Sabbath-breaking is also a self-alienating crime. At a practical level, Sabbath-breaking does damage to the Sabbath-breaker; instead of being refreshed on Yahweh’s day, he continues with the slog of labor. More deeply: Israel is the holy people, rescued from slavery and brought to share in Yahweh’s rest. To refuse that rest is to refuse everything Yahweh has done for Israel. To break Sabbath is, in effect, to say, “I am not Israel.” It is, in effect, the same sin of those who wanted to return to the incessant labor of Egypt. It’s a kind of apostasy, and the Sabbath apostate receives the same severe penalty suffered by those who wanted to abandon Yahweh in the wilderness to return to slavery.

(What constitutes Sabbath-breaking? That’s a complicated question, and not fully clear in Torah.

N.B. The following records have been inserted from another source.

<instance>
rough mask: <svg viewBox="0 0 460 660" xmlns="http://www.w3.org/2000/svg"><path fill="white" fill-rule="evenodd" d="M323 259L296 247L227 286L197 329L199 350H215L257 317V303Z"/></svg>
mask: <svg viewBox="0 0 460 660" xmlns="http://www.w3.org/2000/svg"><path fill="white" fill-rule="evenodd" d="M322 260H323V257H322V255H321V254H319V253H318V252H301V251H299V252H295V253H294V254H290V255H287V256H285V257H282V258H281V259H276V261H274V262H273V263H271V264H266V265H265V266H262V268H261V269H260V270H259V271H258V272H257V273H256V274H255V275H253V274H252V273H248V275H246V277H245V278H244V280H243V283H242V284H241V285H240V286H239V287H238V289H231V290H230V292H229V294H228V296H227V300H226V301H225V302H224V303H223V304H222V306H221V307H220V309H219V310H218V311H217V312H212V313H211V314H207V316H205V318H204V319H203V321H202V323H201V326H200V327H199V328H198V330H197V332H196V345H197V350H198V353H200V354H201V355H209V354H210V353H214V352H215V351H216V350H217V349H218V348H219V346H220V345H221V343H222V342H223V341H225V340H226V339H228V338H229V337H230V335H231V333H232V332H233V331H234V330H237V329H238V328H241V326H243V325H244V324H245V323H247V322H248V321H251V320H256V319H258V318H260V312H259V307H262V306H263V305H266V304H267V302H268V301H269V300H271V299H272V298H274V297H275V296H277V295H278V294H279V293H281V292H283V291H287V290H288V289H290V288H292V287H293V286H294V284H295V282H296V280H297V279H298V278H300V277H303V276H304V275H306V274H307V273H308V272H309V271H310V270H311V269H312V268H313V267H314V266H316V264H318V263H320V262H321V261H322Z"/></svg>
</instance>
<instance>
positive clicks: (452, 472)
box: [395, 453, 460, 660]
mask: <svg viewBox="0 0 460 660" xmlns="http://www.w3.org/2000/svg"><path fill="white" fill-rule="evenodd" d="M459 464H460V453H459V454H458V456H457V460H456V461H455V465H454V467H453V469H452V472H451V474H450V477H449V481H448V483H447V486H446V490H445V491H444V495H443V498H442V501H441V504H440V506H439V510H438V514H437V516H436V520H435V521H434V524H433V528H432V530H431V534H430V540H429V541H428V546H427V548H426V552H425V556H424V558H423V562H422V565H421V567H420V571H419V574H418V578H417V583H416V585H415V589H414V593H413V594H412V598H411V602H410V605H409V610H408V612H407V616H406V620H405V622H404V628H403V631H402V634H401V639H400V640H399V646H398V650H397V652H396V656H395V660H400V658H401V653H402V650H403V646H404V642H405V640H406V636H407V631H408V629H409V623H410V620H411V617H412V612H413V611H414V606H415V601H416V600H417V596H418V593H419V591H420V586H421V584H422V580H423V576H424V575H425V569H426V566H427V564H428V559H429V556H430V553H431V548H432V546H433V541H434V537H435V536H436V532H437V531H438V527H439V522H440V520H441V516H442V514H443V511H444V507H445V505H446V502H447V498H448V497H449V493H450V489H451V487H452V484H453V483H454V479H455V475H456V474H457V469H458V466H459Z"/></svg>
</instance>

James Jordan’s Sabbath-breaking and the Death Penalty is an ingenious discussion of the issue.)

The seven speeches end with Yahweh delivering the tablets of the law to Moses, “after He had finished speaking” (Exodus 31:18). “Finish” translates the Hebrew verb kalah, the same verb used at the end of the creation account (Genesis 2:1-2) and at the completion of the tabernacle (Exodus 40:33), It’s yet another indication that the seven speeches are intended as a repetition of the seven days of creation. And this conclusion looks ahead to a later speech, when the incarnate Yahweh stands on a Mountain and delivers the words of new creation to His disciples, until He has “finished speaking” (Matthew 7:28).